I've been thinking about leverage lately. Not the typical finance jargon, but more about why we do it. I get the whole perpetual futures thing and funding rates and why exchanges throw around those insane 100x multipliers. That's all just the nuts and bolts. What puzzles me is the human aspect. Why do we willingly put ourselves in a position where a tiny 1% price shift could wipe us out?
It's not simply about greed. That would be too easy to say. Greed is wanting more than what you have. Leverage? That’s something deeper. Leverage is basically impatience turned into a weapon.
For example, if you buy Bitcoin with cash and it jumps 50%, you pocket a nice 50%. That's awesome. Most of us would be thrilled with 50% returns in a year or even two. But then there's that little voice in your head saying "50% isn’t enough, I need it faster.” You’re thinking about retirement, buying a house, or seizing an opportunity before it’s too late.
So, you decide to go for 10x leverage. Suddenly, that same 50% move now nets you a whopping 500%. You’re trying to warp time, to make what would normally take a decade's worth of gains happen in just one year. You’re using a financial tool to fix a timing issue.
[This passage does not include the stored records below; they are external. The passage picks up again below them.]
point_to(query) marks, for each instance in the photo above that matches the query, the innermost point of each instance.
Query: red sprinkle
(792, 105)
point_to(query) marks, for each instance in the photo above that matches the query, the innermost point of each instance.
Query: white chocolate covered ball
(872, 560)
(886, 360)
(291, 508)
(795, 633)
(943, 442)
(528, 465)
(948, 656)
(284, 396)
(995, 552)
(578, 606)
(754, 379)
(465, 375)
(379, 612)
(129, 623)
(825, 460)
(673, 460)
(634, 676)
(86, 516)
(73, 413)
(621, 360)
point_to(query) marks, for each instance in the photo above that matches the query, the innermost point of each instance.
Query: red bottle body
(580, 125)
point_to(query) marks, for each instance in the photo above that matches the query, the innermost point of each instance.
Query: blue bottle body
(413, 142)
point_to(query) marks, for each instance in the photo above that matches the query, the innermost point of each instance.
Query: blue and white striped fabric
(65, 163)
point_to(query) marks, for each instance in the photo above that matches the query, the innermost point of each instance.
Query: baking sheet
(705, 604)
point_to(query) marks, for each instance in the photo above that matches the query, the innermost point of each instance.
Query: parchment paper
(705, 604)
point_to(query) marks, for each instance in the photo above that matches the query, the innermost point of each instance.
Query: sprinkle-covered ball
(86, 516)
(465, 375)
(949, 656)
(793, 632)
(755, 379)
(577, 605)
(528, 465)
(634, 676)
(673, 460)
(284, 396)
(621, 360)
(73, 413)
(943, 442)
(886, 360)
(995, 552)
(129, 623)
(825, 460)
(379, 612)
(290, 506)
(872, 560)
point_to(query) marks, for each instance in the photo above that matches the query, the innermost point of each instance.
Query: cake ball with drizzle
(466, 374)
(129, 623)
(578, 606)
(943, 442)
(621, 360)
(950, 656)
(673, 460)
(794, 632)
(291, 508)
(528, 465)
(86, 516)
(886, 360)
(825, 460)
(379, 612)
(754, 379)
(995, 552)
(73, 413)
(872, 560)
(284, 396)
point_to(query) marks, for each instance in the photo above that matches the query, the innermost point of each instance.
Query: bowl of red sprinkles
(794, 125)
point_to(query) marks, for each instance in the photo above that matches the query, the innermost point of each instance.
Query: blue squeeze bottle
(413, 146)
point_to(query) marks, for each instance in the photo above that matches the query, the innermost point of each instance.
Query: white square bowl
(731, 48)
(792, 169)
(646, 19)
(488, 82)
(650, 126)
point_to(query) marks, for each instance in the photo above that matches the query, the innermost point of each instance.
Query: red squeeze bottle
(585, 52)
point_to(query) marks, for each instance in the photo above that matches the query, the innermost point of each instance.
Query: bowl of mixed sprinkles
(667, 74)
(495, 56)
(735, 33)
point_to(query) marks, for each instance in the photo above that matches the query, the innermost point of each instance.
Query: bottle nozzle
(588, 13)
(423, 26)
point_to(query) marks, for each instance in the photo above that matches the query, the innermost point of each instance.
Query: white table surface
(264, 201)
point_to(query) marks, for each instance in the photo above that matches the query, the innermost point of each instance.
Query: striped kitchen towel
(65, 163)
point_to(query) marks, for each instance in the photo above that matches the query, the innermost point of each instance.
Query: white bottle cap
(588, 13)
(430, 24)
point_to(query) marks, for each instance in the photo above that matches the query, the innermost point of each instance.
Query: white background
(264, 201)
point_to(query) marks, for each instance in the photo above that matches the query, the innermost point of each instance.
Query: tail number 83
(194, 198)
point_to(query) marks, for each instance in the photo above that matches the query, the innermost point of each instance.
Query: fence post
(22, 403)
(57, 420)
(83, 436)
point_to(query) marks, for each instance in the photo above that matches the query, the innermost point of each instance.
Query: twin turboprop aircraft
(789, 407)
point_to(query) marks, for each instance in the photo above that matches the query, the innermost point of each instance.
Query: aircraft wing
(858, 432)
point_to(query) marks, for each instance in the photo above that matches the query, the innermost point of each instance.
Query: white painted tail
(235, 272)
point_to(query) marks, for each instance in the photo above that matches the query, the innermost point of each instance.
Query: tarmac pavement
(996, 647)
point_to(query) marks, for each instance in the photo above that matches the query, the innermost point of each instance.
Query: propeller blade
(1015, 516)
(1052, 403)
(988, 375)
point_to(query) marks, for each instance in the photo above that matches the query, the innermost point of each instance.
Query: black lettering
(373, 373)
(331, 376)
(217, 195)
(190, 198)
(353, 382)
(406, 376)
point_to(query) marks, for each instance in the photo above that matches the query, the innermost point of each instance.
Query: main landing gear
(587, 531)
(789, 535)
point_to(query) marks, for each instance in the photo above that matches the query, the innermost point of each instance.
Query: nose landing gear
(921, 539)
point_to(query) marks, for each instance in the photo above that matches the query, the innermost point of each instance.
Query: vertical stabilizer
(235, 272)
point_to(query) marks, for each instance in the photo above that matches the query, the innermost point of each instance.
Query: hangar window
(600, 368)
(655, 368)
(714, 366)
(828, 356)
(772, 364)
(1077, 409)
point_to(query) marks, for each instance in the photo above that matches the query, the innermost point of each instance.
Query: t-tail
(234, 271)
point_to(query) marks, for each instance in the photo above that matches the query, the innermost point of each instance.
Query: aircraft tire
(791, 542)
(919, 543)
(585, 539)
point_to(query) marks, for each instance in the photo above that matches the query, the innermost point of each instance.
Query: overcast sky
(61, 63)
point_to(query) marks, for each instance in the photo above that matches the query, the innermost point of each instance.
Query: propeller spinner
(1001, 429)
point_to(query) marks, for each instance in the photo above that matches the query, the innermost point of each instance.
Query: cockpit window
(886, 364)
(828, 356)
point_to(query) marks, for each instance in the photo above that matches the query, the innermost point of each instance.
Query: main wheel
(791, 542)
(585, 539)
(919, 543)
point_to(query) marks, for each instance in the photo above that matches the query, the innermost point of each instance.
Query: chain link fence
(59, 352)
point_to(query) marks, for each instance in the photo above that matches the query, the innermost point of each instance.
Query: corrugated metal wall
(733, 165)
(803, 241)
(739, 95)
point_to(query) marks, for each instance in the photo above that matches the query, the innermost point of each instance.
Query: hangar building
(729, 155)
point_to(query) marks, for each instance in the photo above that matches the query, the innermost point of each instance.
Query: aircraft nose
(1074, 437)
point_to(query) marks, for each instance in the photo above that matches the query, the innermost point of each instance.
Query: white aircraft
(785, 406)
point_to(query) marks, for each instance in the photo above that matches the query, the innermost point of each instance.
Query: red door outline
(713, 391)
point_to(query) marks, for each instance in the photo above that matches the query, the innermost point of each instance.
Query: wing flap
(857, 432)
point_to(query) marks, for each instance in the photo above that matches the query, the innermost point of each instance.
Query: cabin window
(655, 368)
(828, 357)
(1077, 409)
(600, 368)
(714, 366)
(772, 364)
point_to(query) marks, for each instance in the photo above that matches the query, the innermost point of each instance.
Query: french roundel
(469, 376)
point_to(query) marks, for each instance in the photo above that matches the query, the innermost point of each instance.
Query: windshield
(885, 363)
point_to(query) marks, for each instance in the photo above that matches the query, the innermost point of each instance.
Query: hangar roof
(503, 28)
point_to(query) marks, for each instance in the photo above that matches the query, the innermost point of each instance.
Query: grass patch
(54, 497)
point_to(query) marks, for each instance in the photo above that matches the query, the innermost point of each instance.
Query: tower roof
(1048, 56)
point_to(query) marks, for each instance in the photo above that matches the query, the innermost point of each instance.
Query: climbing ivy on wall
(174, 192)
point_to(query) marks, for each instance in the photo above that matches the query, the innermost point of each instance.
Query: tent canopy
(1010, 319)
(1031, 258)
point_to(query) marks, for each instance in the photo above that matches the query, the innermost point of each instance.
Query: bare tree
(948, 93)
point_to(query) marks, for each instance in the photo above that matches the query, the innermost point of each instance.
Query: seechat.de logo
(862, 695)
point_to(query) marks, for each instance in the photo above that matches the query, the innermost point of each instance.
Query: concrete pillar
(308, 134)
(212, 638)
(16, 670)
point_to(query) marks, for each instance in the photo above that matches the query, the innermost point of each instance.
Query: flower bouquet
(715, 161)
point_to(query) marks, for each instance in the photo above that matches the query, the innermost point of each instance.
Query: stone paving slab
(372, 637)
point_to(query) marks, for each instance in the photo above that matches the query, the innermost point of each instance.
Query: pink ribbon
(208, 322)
But here’s the catch: leverage doesn’t just supercharge your investment; it heightens your relationship with risk. When you own Bitcoin outright, you can afford to be patient. If it drops 30%, you can just hold on. But with 10x leverage, even a 10% dip could wipe you out. You lose the ability to wait; you’ve cut off your own patience.
I’ve been in leveraged positions enough to see this shift in mindset. The moment you step into that leverage, everything changes.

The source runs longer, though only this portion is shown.